Nihai ilahi kaderin bizi neye hazırladığını şu anda bilmiyoruz; ancak bugünkü geri çekiliş, belki bir yayın gerilmesi gibi daha büyük atılımların habercisi olacaktır.

GARA harekâtı kararı büyük bir karardır. 

Cesur bir karardır. 

Eğer rehineler, eşkıyaların elinden kurtarılmış olsaydı, bir daha adam kaçırmak, insanları dağa kaldırmak katiller için çok riskli hale gelecekti. 

Bu harekât, bu haliyle bile dağ eşkıyasının gözünü korkutmak, saklanacak delik bucak bulamayacakları noktasında gereken tesiri fazlasıyla yapmıştır.

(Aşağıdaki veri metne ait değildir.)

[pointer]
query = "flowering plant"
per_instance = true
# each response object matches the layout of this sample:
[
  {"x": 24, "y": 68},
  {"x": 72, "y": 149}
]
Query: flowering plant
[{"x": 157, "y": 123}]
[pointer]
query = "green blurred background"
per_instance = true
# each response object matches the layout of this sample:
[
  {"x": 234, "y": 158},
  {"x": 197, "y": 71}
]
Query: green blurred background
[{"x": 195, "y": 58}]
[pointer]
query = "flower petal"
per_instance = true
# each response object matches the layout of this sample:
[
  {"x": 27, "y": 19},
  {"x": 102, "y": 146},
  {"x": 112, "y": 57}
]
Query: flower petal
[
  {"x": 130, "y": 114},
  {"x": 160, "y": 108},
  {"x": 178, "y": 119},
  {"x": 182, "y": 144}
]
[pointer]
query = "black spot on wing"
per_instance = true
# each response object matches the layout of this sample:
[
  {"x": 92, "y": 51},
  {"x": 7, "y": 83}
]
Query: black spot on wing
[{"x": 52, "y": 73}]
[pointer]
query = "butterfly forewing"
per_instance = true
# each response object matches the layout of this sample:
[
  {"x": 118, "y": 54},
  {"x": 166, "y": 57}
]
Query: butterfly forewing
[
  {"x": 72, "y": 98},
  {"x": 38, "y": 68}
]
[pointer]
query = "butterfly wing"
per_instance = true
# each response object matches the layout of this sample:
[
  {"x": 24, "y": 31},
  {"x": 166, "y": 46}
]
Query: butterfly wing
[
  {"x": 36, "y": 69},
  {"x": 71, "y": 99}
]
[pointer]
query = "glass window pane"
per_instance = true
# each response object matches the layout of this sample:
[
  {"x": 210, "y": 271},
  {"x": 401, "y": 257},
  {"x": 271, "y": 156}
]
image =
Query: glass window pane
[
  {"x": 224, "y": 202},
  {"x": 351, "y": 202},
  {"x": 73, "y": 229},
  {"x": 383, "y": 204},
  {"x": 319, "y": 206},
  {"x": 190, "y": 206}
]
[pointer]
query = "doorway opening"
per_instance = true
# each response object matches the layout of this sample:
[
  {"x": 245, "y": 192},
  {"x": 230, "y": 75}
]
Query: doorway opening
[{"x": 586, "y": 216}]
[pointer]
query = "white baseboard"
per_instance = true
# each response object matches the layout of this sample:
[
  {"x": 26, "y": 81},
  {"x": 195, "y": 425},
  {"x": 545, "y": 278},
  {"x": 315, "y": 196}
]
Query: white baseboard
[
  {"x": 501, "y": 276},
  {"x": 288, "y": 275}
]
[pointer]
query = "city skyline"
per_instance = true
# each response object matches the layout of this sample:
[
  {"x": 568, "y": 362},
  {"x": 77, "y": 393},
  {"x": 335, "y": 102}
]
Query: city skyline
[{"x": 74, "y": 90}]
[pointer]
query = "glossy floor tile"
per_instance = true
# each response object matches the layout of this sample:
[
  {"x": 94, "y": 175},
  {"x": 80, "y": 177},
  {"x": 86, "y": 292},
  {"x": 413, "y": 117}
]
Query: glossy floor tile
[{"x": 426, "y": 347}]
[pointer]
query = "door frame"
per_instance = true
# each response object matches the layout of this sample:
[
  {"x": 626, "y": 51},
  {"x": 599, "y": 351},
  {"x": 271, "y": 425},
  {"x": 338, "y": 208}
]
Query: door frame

Efendim “daha iyi istihbarat yapılsaydı”, “mağaranın 7 kapısı olduğu tespit edilseydi”, “demir kapıları kesmek için asetilen tüpü götürülseydi”, “rehineleri kurtarmak için dağ tepeden delinseydi”, “eşkıyayı uyutacak gaz atılsaydı”, ”harekât gündüz yapılsaydı”, “Iraklı yetkililere bilgi verilmeseydi”, “gizlilik ihlal edilmeseydi”, “bir operasyon yapılacağı sinyali verilmeseydi…” gibi ipe-sapa gelmez söz ve konuşmaların mantıki dayanağı yoktur. 

Bu iş yapılmış ve bitmiştir. 

Aslında eşkıya yıldırılmış ve maksat hâsıl olmuştur. Vatandaşlarımızı şehit eden eşkıyanın kimliği belirlenmiştir. 

Bundan sonrası 13 rehineyi şehit eden eşkıya, dünyanın neresine kaçarsa kaçsın takip edilmeli ve yerinde infaz edilmelidir. 

Esas mesele şudur; bir güvenlik görevlisini veya vatandaşı terör amacıyla eşkıyaca bir yöntemle katleden her kim olursa olsun, nereye kaçarsa kaçsın, hangi devlet desteklerse desteklensin, sıcak takip yapılmalı mutlaka infaz edilmelidir. Devlete silah çekmenin TC’ine kafa tutmanın bedelinin ne olduğu bütün dünyaya öğretilmelidir.

Şurası unutulmamalıdır ki; Türkiye, bir misyon devletidir. 

Necip Fazıl’ın dediği gibi (1): Türkiye, mukaddes emanetin bekçisidir.

Dünyada yeni bir çağın açılışının öncüsüdür.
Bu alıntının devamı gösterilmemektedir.